DevOps & Workflow5 min read

    How to remove a file from git history

    Share

    A normal git rm followed by a commit removes a file from future commits, but every prior commit still contains it. For a leaked credential, an accidentally committed .env file, or a 500 MB binary that ballooned the repo, that's not enough — you have to rewrite every commit that ever touched the file.

    This is one of the few times in git where rewriting history is the correct answer. The trade-off is that every collaborator has to re-clone or rebase, because all commit SHAs change.

    Before you do anything else: if you're scrubbing a secret (API key, password, private key), assume it's already been seen. Rotate the secret first, then clean history. History rewrites only buy you defense in depth.


    Pick the right tool

    There are three options. Use them in this order of preference:

    1. git filter-repo — the official recommended tool. Fast, scriptable, modern. The git project deprecated git filter-branch in favor of it.
    2. BFG Repo-Cleaner — a Java tool focused on the common cases (delete files, replace strings). Faster than filter-branch, simpler than filter-repo for everyday tasks.
    3. git filter-branch — built into git, but slow, error-prone, and officially discouraged. Use only if you can't install anything else.

    Both filter-repo and BFG require a fresh clone (git clone --mirror for BFG, or run filter-repo on a fresh clone) — they refuse to run on a repository with uncommitted changes or active worktrees.

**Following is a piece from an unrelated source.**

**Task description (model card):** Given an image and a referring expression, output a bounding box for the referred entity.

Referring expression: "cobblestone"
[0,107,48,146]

    Install git filter-repo

    # Debian / Ubuntu
    sudo apt install git-filter-repo
    
    # macOS
    brew install git-filter-repo
    
    # pip (any platform)
    pip install git-filter-repo
    

    Check it works:

    git filter-repo --version
    

    Remove a single file from all history

    Mirror-clone the repo so you have all refs and don't disturb your working clone:

    git clone --mirror git@github.com:org/repo.git repo.git
    cd repo.git
    git filter-repo --invert-paths --path path/to/secret.env
    

    --invert-paths means "keep everything except this path". Without it, you'd keep only that path.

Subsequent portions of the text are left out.